Para Raul Tai, apesar do Tratado de Simulambuco (1885), a população de Cabinda "não foi tida nem achada" nas negociações da descolonização, muito por culpa das "forças da esquerda" portuguesas de então, "que se apoderaram do processo do movimento revolucionário do «25 de abril» e entregaram Cabinda ao MPLA", disse.

"Portugal tem ainda um papel a jogar. Sabemos que a descolonização foi concluída, não queremos ser anacrónicos. O processo está concluído. No entanto, a responsabilidade histórica de Portugal não prescreve. Portugal pode ajudar", defendeu.

Sobre a mudança de regime -- em agosto João Lourenço assumiu a Presidência de Angola, depois de 38 anos de poder de José Eduardo dos Santos -, Raul Tati mostrou-se esperançoso, vividos que foram 43 anos de um regime "que ensaiou uma gestão política do problema muito desastrosa, que só trouxe sofrimento, dor e luto".
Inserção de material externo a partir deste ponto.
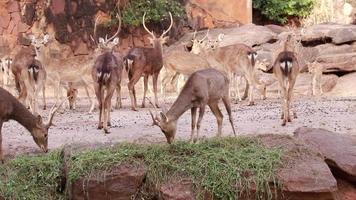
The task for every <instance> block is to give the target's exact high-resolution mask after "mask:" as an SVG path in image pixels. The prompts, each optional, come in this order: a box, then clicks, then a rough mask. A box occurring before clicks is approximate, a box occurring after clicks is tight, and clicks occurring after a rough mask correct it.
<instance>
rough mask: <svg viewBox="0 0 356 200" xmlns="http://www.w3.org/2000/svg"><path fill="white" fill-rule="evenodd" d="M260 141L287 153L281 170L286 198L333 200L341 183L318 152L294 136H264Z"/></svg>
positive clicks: (281, 174) (282, 135)
mask: <svg viewBox="0 0 356 200" xmlns="http://www.w3.org/2000/svg"><path fill="white" fill-rule="evenodd" d="M260 140H261V142H262V143H263V144H265V145H266V146H267V147H273V148H276V147H278V148H282V149H283V150H284V157H283V162H282V163H283V166H282V167H281V168H280V169H278V179H279V181H280V182H281V184H282V190H283V194H284V199H295V200H297V199H298V200H306V199H325V200H326V199H332V193H333V192H335V191H336V190H337V183H336V180H335V178H334V176H333V175H332V173H331V171H330V169H329V167H328V166H327V164H326V163H325V162H324V159H323V157H322V156H321V155H320V154H318V152H316V151H314V150H311V149H309V148H308V146H306V145H305V144H303V143H302V142H300V141H298V140H296V139H294V138H293V137H290V136H285V135H263V136H260ZM287 160H288V161H287Z"/></svg>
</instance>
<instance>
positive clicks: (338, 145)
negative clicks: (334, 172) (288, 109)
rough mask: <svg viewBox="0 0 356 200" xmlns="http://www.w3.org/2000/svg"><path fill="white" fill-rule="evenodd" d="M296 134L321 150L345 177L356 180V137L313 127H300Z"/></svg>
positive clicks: (319, 150)
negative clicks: (312, 128) (300, 127)
mask: <svg viewBox="0 0 356 200" xmlns="http://www.w3.org/2000/svg"><path fill="white" fill-rule="evenodd" d="M294 136H295V137H297V138H298V139H301V140H302V141H304V142H305V143H306V144H307V145H308V146H309V148H312V149H313V150H315V151H318V152H320V153H321V154H322V155H323V156H324V158H325V160H326V162H327V163H328V165H329V166H330V167H331V168H335V169H336V170H341V172H342V174H344V175H345V176H344V178H345V179H347V180H349V181H352V182H356V138H353V137H351V136H348V135H343V134H337V133H333V132H330V131H327V130H324V129H312V128H299V129H297V130H296V131H295V132H294Z"/></svg>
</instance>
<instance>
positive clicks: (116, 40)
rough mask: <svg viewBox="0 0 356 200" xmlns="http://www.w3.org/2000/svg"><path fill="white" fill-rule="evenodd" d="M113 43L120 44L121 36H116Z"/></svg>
mask: <svg viewBox="0 0 356 200" xmlns="http://www.w3.org/2000/svg"><path fill="white" fill-rule="evenodd" d="M112 43H113V44H114V45H117V44H119V38H118V37H116V38H115V39H114V40H113V41H112Z"/></svg>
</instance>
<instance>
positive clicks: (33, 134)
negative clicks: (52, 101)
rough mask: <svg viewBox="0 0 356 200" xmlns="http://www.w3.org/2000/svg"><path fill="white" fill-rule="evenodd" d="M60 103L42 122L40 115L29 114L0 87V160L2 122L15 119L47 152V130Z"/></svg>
mask: <svg viewBox="0 0 356 200" xmlns="http://www.w3.org/2000/svg"><path fill="white" fill-rule="evenodd" d="M62 103H63V102H62ZM62 103H61V104H60V105H59V106H58V107H57V106H54V107H53V108H52V109H51V112H50V115H49V118H48V122H47V123H43V121H42V117H41V116H39V115H38V116H36V115H33V114H31V113H30V112H29V111H28V110H27V108H26V107H25V106H24V105H22V104H21V103H20V102H19V101H18V100H17V99H16V98H15V97H14V96H12V95H11V94H10V93H9V92H8V91H6V90H4V89H2V88H0V162H4V157H3V152H2V134H1V133H2V131H1V129H2V125H3V123H4V122H7V121H9V120H15V121H17V122H18V123H20V124H21V125H22V126H24V127H25V128H26V129H27V130H28V131H29V132H30V133H31V135H32V137H33V139H34V141H35V143H36V144H37V145H38V146H39V147H40V148H41V149H42V150H43V151H44V152H47V151H48V130H49V128H50V127H51V125H52V120H53V116H54V114H55V113H56V112H57V110H58V108H59V107H60V106H61V105H62Z"/></svg>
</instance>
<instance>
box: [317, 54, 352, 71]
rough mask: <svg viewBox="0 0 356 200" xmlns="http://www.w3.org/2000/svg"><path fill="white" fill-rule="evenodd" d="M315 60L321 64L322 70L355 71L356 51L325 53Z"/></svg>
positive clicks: (318, 57) (323, 70)
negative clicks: (334, 52)
mask: <svg viewBox="0 0 356 200" xmlns="http://www.w3.org/2000/svg"><path fill="white" fill-rule="evenodd" d="M316 61H317V62H318V63H321V64H322V65H323V71H324V72H339V71H343V72H352V71H356V53H340V54H327V55H322V56H319V57H318V58H317V60H316Z"/></svg>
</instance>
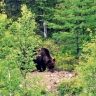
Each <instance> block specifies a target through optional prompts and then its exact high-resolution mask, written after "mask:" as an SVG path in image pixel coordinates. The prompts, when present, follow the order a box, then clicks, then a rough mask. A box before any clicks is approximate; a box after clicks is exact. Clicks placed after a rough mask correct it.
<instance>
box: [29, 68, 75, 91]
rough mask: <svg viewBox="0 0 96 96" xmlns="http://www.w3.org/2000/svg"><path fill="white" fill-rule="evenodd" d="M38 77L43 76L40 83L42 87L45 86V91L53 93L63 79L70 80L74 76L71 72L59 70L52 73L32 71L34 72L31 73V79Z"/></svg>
mask: <svg viewBox="0 0 96 96" xmlns="http://www.w3.org/2000/svg"><path fill="white" fill-rule="evenodd" d="M38 75H39V76H40V75H42V76H43V77H42V80H41V82H40V83H41V84H42V85H46V90H48V91H53V92H58V90H57V85H58V83H60V82H61V81H62V80H63V79H64V78H66V79H68V80H70V79H71V78H72V77H73V76H74V74H73V73H72V72H68V71H60V70H55V71H54V72H53V73H52V72H49V71H45V72H38V71H34V72H31V76H32V77H34V76H38Z"/></svg>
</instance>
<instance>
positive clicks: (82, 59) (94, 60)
mask: <svg viewBox="0 0 96 96" xmlns="http://www.w3.org/2000/svg"><path fill="white" fill-rule="evenodd" d="M84 45H85V46H84V48H83V53H82V55H81V57H80V64H79V66H77V67H76V70H78V72H79V79H81V80H82V81H83V85H82V86H83V92H82V93H81V94H80V96H89V95H90V96H95V95H96V80H95V79H96V40H95V39H94V42H93V43H85V44H84Z"/></svg>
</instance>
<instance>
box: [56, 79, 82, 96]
mask: <svg viewBox="0 0 96 96" xmlns="http://www.w3.org/2000/svg"><path fill="white" fill-rule="evenodd" d="M58 90H59V96H65V95H66V96H78V95H79V94H80V93H81V92H82V85H81V81H80V80H79V79H78V78H73V79H71V80H63V81H62V82H61V83H60V84H59V85H58Z"/></svg>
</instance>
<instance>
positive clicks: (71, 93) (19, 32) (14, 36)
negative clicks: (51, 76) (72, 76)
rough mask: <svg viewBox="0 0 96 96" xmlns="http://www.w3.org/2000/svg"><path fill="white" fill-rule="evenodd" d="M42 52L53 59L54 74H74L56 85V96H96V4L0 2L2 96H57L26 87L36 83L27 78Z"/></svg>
mask: <svg viewBox="0 0 96 96" xmlns="http://www.w3.org/2000/svg"><path fill="white" fill-rule="evenodd" d="M42 47H45V48H48V49H49V50H50V52H51V54H52V56H53V57H55V58H56V67H55V69H60V70H67V71H73V72H76V73H77V74H78V75H77V76H76V77H74V78H73V79H71V80H69V81H68V80H63V81H62V82H61V83H60V84H59V85H58V90H59V93H58V95H57V96H95V95H96V0H53V1H52V0H0V95H1V96H56V95H55V93H53V94H51V93H48V92H47V91H46V90H45V89H44V86H42V87H41V85H38V86H33V87H32V88H30V87H29V86H28V85H30V82H32V83H34V84H35V83H36V80H38V81H39V80H40V78H39V77H38V78H37V77H36V78H34V80H33V81H32V80H31V78H30V77H28V74H27V73H28V72H31V71H33V70H35V69H36V68H35V65H34V63H33V62H32V60H33V59H34V58H35V57H34V53H33V50H34V48H42ZM21 69H24V70H21ZM37 92H38V93H37Z"/></svg>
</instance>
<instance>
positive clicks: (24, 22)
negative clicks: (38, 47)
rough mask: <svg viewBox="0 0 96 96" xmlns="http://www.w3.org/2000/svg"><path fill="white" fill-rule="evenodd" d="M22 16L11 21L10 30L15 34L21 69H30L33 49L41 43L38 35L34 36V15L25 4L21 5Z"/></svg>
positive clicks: (31, 67) (33, 68)
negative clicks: (26, 6) (31, 12)
mask: <svg viewBox="0 0 96 96" xmlns="http://www.w3.org/2000/svg"><path fill="white" fill-rule="evenodd" d="M21 10H22V17H21V18H19V19H18V21H17V22H16V21H15V22H13V23H12V25H11V26H10V31H11V32H12V34H13V35H14V36H15V42H16V46H17V50H18V52H17V58H18V64H19V66H20V68H21V69H25V70H26V71H32V70H33V69H34V68H35V67H34V63H33V62H32V60H33V58H34V56H33V49H34V47H37V46H39V44H40V43H41V40H40V37H39V36H36V35H35V33H34V30H35V28H36V26H35V25H36V23H35V20H34V15H33V14H32V13H31V12H30V11H28V10H27V7H26V5H22V9H21Z"/></svg>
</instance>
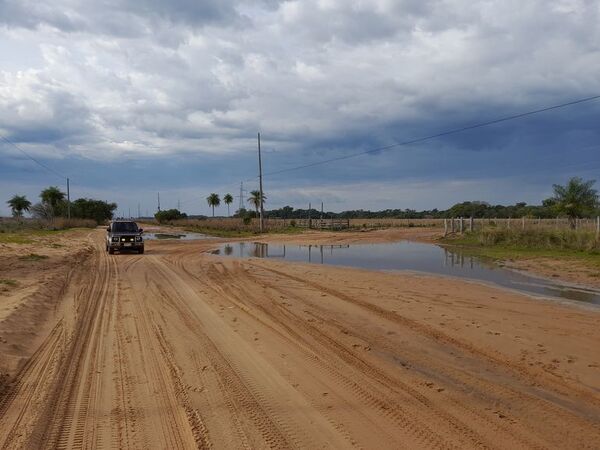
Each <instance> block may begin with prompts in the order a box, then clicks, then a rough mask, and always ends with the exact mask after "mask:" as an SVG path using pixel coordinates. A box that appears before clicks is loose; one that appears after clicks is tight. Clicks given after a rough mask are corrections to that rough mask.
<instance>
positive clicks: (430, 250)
mask: <svg viewBox="0 0 600 450" xmlns="http://www.w3.org/2000/svg"><path fill="white" fill-rule="evenodd" d="M213 253H214V254H217V255H225V256H233V257H238V258H240V257H241V258H248V257H254V258H277V259H285V260H289V261H298V262H309V263H316V264H330V265H335V266H347V267H358V268H361V269H371V270H409V271H416V272H424V273H432V274H438V275H446V276H452V277H462V278H469V279H473V280H481V281H485V282H489V283H494V284H497V285H500V286H503V287H507V288H510V289H514V290H518V291H522V292H527V293H530V294H537V295H543V296H546V297H555V298H561V299H568V300H577V301H583V302H587V303H592V304H596V305H600V291H598V290H594V289H586V288H582V287H576V286H571V285H565V284H560V283H556V282H553V281H551V280H547V279H544V278H537V277H533V276H528V275H525V274H523V273H521V272H516V271H514V270H509V269H505V268H502V267H499V266H498V265H496V264H494V263H493V262H490V261H486V260H482V259H479V258H477V257H473V256H466V255H464V254H462V253H460V252H459V251H456V250H449V249H446V248H443V247H440V246H437V245H434V244H426V243H421V242H411V241H402V242H395V243H389V244H360V245H282V244H263V243H256V242H253V243H248V242H237V243H234V244H224V245H222V246H221V247H219V249H217V250H215V251H214V252H213Z"/></svg>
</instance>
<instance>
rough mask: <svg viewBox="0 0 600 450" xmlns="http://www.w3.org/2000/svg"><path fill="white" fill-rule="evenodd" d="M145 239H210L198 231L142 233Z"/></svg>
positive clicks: (183, 239)
mask: <svg viewBox="0 0 600 450" xmlns="http://www.w3.org/2000/svg"><path fill="white" fill-rule="evenodd" d="M144 239H145V240H146V241H161V240H180V241H196V240H202V239H212V237H211V236H207V235H205V234H200V233H187V232H186V233H177V232H175V233H144Z"/></svg>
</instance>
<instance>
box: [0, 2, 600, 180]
mask: <svg viewBox="0 0 600 450" xmlns="http://www.w3.org/2000/svg"><path fill="white" fill-rule="evenodd" d="M48 5H49V4H44V3H43V2H41V3H40V2H33V1H24V0H22V1H16V0H0V24H1V25H0V50H2V52H3V54H6V58H7V59H8V60H9V62H10V64H7V65H3V66H2V67H1V68H0V124H1V125H0V131H1V132H2V133H4V135H7V136H9V137H11V138H12V139H13V140H15V141H17V142H19V143H21V144H22V145H24V146H26V147H27V149H28V150H29V151H31V152H33V153H35V154H36V155H38V156H47V157H55V156H56V155H57V154H58V155H61V156H64V157H69V156H78V157H84V158H91V159H102V160H105V161H110V160H118V159H119V158H122V156H123V155H124V154H125V155H127V156H128V157H131V158H134V159H135V158H139V159H143V158H145V157H146V156H148V155H154V156H156V155H162V156H166V155H173V157H177V155H188V154H190V153H195V154H205V155H220V154H226V155H231V154H238V155H240V159H239V160H240V164H247V161H246V160H245V159H244V158H245V156H244V155H247V154H251V153H252V152H253V151H254V136H255V133H256V131H257V130H259V129H260V130H262V131H263V133H264V136H265V148H266V149H267V150H269V149H270V150H272V151H273V152H274V153H273V154H272V155H270V157H271V158H272V159H271V162H270V164H272V165H271V168H274V166H273V164H276V165H279V166H280V167H286V166H291V165H294V164H297V163H298V164H301V163H305V162H310V161H314V160H318V159H321V158H324V157H329V156H338V155H343V154H347V153H352V152H355V151H360V150H364V149H368V148H371V147H373V146H379V145H385V144H389V143H390V142H394V141H398V140H404V139H407V138H414V137H419V136H422V135H424V134H428V133H431V132H436V131H441V130H445V129H448V128H451V127H454V126H462V125H465V124H469V123H472V122H473V121H478V120H481V119H488V118H494V117H498V116H501V115H503V114H508V113H513V112H517V111H519V110H527V109H529V108H535V107H538V106H543V105H546V104H551V103H554V102H560V101H563V100H568V99H571V98H576V97H579V96H585V95H588V94H593V93H596V92H600V77H599V76H598V74H599V73H600V57H599V53H598V52H599V50H598V49H599V48H600V27H598V26H597V23H599V22H600V6H599V5H600V4H599V3H598V2H597V1H585V0H557V1H553V2H550V3H549V2H545V1H542V0H529V1H525V2H523V1H516V0H509V1H502V2H500V1H492V2H467V1H464V0H450V1H435V0H428V1H417V0H406V1H395V0H372V1H367V0H352V1H349V0H302V1H275V0H273V1H269V0H265V1H255V2H253V1H244V0H237V1H235V0H225V1H217V0H215V1H201V2H198V1H192V0H180V1H173V2H163V1H159V0H144V1H133V0H127V1H116V0H106V1H101V2H96V1H95V2H92V1H75V0H56V1H55V2H53V3H52V5H51V6H48ZM561 123H562V125H561ZM576 124H579V125H577V126H578V127H580V130H579V133H576V135H577V136H585V139H583V138H581V139H582V140H583V141H585V144H586V145H587V143H588V142H590V141H593V139H594V138H596V137H598V130H597V127H594V125H593V121H591V120H587V119H586V118H585V117H583V118H581V120H578V121H577V122H576V121H566V120H563V121H562V122H561V121H560V120H558V121H555V122H553V123H552V125H551V127H549V126H548V124H547V123H546V124H542V123H540V124H538V125H536V126H537V127H538V128H539V130H543V132H539V133H537V132H536V133H530V138H529V139H527V140H526V141H525V140H524V139H523V138H522V136H521V137H520V136H519V135H518V134H517V133H519V132H520V131H519V130H520V129H519V127H516V126H515V127H512V128H510V129H508V128H504V129H503V130H502V131H494V130H490V131H489V133H490V134H489V135H479V134H473V135H472V136H471V135H469V136H465V137H464V139H459V138H456V139H448V140H446V141H444V142H443V143H440V144H435V143H432V146H435V145H439V149H440V152H442V151H443V152H444V154H450V153H451V152H452V151H459V150H463V149H465V148H466V149H469V150H470V151H492V150H493V151H496V150H498V149H500V148H504V149H506V152H507V154H511V155H512V154H516V153H518V152H519V148H520V147H519V146H520V145H521V146H522V145H527V146H529V147H531V148H534V147H536V146H539V147H540V148H543V147H544V146H545V147H548V146H547V145H545V141H544V139H545V138H544V136H543V133H546V134H547V133H548V130H551V131H552V132H556V133H558V132H559V130H560V129H561V126H564V127H566V126H569V127H573V126H576ZM507 130H509V131H507ZM494 133H495V134H494ZM470 136H471V137H470ZM570 136H573V135H570ZM492 138H493V139H494V143H493V144H490V143H489V142H486V139H487V140H488V141H489V139H492ZM546 139H547V138H546ZM578 139H579V138H577V139H575V138H573V139H572V140H571V141H570V142H572V143H574V144H573V145H577V144H576V143H575V142H579V141H578ZM552 141H553V142H562V141H561V139H559V138H558V137H556V136H555V137H554V138H553V139H552ZM563 141H564V139H563ZM583 141H582V142H583ZM524 142H525V143H524ZM4 150H5V151H9V150H8V149H4ZM431 154H432V155H433V154H434V152H432V153H431ZM184 158H185V157H184ZM411 158H413V160H414V161H416V159H415V158H416V157H412V156H411ZM431 158H433V156H431ZM399 159H400V158H397V157H395V156H386V157H385V158H384V157H383V156H382V157H381V161H383V162H382V163H381V165H382V166H384V167H385V166H388V167H393V166H394V165H395V164H399ZM376 160H377V159H376V158H372V159H371V160H370V161H371V162H370V164H374V161H376ZM432 160H433V159H432ZM184 161H185V159H184ZM377 161H379V160H377ZM419 161H420V163H423V164H426V163H427V161H425V160H419ZM182 164H184V162H183V163H182ZM361 164H362V163H361ZM403 164H406V161H403ZM359 165H360V164H359ZM366 167H371V166H370V165H369V164H366ZM372 167H373V170H378V169H377V164H375V165H374V166H372ZM252 170H254V169H252ZM347 172H348V173H352V171H351V170H348V171H347ZM306 176H307V177H309V176H310V173H308V174H307V175H306Z"/></svg>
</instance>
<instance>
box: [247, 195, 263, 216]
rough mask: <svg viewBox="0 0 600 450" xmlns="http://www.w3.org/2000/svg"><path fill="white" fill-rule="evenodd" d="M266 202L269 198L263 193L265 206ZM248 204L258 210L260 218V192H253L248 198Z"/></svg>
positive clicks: (258, 214) (262, 197)
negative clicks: (258, 210) (259, 210)
mask: <svg viewBox="0 0 600 450" xmlns="http://www.w3.org/2000/svg"><path fill="white" fill-rule="evenodd" d="M266 200H267V196H266V195H265V193H264V192H263V197H262V202H263V204H264V203H265V201H266ZM248 202H249V203H252V205H253V206H254V209H255V210H256V216H257V217H258V215H259V212H258V210H259V209H260V191H251V192H250V197H248Z"/></svg>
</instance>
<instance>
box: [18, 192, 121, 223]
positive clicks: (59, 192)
mask: <svg viewBox="0 0 600 450" xmlns="http://www.w3.org/2000/svg"><path fill="white" fill-rule="evenodd" d="M39 197H40V201H39V202H37V203H35V204H32V203H31V201H29V200H28V199H27V197H26V196H25V195H14V196H13V197H12V198H11V199H10V200H8V201H7V202H6V203H7V204H8V206H9V207H10V209H11V212H12V215H13V217H15V218H17V219H21V218H23V215H24V213H26V212H28V213H31V215H32V217H33V218H35V219H41V220H46V221H51V220H53V219H54V218H55V217H67V216H68V214H69V209H70V215H71V217H72V218H75V219H91V220H94V221H96V223H98V224H101V223H104V222H106V221H107V220H110V219H112V217H113V214H114V211H115V210H116V209H117V204H116V203H108V202H105V201H102V200H94V199H91V198H78V199H77V200H75V201H72V202H70V205H69V203H68V201H67V195H66V194H65V193H64V192H63V191H61V190H60V189H59V188H58V187H57V186H50V187H48V188H46V189H44V190H42V192H40V195H39Z"/></svg>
"Já está a haver alguma mudança. Há sinais. João Lourenço foi a Cabinda, (...) constatou a realidade em Cabinda e fez declarações prometendo que iria envolver-se pessoalmente nas questões que têm a ver com Cabinda Ora, isso é um bom recado para quem tem os ouvidos para ouvir", sublinhou.

"Tomámos isso a sério e é nessa perspetiva que pretendemos, não à espera que ele faça, trabalhar para provocar que as coisas aconteçam em Cabinda (...), que haja um desanuviamento da tensão, que haja um certo alijamento daquele peso todo que se carrega daquilo que têm estado a chamar «FLECopatia», de considerar toda Cabinda como FLEC. Com esses epítetos, claro que não se olha para os cabindas como cidadãos, mas sim como inimigos. É preciso avançar", concluiu.